La notion de « scène » fait partie du vocabulaire commun quand il s’agit de désigner une dynamique artistique particulière (la scène électro) ou localisée sur un territoire (la scène versaillaise). Pourtant, en déterminer les raisons d’apparition et de disparition reste une énigme qui suscite des débats chez les chercheurs et chercheuses en sciences sociales, et renvoie à des problématiques courantes pour les organisations impliquées dans les politiques culturelles. Comment favoriser l’émergence d’une activité culturelle remarquable, source de réputation pour un territoire ? Et, une fois celle‑ci acquise, comment la préserver ? Comment prévenir sa possible patrimonialisation ?

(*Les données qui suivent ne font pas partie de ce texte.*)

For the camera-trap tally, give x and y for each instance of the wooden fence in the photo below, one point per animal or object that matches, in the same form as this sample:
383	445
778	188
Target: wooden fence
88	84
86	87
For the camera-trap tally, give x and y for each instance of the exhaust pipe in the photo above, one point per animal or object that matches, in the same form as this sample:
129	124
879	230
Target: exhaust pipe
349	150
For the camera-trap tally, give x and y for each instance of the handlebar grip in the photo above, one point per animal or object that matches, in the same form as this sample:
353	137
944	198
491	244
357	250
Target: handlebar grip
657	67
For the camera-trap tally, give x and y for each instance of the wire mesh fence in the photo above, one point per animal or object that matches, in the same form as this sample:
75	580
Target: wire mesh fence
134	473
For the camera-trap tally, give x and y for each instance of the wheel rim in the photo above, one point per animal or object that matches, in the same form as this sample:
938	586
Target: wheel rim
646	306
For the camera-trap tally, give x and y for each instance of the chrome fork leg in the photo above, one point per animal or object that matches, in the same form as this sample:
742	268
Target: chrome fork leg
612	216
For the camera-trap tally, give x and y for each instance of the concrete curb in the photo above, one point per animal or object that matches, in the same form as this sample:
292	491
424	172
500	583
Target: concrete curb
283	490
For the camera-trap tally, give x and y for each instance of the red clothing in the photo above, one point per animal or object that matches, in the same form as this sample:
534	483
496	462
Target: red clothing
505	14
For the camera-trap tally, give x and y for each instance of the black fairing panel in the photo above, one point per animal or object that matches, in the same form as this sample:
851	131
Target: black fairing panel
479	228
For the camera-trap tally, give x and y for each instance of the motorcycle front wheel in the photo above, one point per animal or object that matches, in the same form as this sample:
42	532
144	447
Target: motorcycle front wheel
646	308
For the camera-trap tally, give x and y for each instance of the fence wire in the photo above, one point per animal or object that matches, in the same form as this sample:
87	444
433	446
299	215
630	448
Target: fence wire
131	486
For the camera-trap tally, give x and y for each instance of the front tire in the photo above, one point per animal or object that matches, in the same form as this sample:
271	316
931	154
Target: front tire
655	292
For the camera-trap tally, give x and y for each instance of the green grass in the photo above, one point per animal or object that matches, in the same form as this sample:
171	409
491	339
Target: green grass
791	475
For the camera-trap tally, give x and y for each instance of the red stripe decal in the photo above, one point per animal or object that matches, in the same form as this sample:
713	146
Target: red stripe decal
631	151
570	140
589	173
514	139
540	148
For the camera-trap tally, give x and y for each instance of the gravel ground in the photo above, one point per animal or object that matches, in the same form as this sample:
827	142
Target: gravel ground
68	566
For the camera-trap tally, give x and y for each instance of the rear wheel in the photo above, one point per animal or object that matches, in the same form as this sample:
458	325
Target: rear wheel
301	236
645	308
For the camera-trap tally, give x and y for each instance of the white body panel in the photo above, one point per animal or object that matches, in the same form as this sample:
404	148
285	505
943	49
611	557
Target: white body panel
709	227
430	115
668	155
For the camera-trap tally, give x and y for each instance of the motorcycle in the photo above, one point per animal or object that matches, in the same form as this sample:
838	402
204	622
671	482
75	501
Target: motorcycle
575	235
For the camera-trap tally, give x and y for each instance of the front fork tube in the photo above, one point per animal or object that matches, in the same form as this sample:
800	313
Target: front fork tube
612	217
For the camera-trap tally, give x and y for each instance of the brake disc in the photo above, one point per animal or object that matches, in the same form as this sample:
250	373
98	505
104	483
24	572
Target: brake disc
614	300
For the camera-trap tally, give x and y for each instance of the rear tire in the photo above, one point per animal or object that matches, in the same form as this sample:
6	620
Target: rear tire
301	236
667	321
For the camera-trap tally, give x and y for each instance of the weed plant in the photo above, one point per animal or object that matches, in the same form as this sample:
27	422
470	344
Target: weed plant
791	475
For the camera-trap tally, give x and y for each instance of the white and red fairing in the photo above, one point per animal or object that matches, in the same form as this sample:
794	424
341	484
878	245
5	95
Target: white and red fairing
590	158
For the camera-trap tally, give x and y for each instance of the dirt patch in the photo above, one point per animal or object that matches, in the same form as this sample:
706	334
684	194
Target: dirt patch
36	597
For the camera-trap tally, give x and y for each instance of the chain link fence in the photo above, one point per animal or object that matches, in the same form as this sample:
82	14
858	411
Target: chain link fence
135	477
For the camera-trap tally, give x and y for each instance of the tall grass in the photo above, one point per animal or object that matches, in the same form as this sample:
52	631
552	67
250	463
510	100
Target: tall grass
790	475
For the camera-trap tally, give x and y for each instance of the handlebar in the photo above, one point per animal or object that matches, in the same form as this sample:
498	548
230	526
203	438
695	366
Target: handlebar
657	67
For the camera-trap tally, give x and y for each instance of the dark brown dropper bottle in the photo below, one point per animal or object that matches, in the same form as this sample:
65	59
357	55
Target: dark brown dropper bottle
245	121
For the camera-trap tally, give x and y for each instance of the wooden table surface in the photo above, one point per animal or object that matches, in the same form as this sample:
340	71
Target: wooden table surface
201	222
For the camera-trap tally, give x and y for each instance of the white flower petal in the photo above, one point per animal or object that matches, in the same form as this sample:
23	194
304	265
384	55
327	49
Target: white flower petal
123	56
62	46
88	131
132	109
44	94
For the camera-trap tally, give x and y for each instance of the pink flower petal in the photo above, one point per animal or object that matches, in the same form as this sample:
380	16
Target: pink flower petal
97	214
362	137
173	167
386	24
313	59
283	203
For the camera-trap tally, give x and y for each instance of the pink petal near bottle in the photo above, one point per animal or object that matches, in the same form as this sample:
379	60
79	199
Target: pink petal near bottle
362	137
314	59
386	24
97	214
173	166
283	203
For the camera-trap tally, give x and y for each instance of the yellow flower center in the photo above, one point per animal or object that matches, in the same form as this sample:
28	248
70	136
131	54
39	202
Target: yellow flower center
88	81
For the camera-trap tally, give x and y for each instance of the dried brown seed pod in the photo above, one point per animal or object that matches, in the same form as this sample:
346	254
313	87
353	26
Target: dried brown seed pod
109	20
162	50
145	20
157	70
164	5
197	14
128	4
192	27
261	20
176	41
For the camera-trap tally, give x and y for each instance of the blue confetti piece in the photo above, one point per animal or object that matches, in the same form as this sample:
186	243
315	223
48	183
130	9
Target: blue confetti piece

Les éléments constitutifs d’une scène culturelle
Avant tout, définissons ce qu’est une scène culturelle : l’expression d’une dynamique de création reconnue par un public, identifiable sur une portion spécifique d’un territoire (généralement une ville ou un quartier), et qui rejaillit sur celui-ci sous forme de réputation et d’ambiance singulière. Pour saisir cet objet protéiforme, le programme de recherche SCAENA a établi une grille d’analyse composée de quatre entrées que nous reprenons ici.
- Une scène, c’est d’abord un réseau d’acteurs impliqués dans une pratique ou un domaine artistique formant une communauté. Nous la nommons scène vécue.
- Ensuite, une scène traduit l’expérience sensible des participants, l’ambiance d’un quartier ressentie par le public qui le traverse ou ses habitants. L’ambiance apparaît de manière plus ou moins intense avec la présence d’une communauté d’artistes et la diffusion d’œuvres. Cette dimension est appelée scène éprouvée.
- Par ailleurs, elle est aussi stimulée (ou parfois empêchée) par les actions des pouvoirs publics, les choix politiques, les stratégies de développement ou d’accompagnement des acteurs culturels. Il s’agit de la scène construite.
- Enfin, puisque ses réalisations attirent souvent une attention qui dépasse les frontières du territoire qui l’a vu naître, il faut également considérer la scène médiatique et l’ensemble des récits produits à son propos, y compris par ses membres (via les fanzines, les médias sociaux, etc.). C’est la quatrième dimension de la grille.
Une scène est le produit de ces différentes composantes, et chacune se transforme au gré du temps en fonction de facteurs endogènes et exogènes. Ainsi, pour anticiper les évolutions d’une scène et offrir des clés pour penser son avenir, il est nécessaire d’adopter une vision systémique qui inclut ces composantes.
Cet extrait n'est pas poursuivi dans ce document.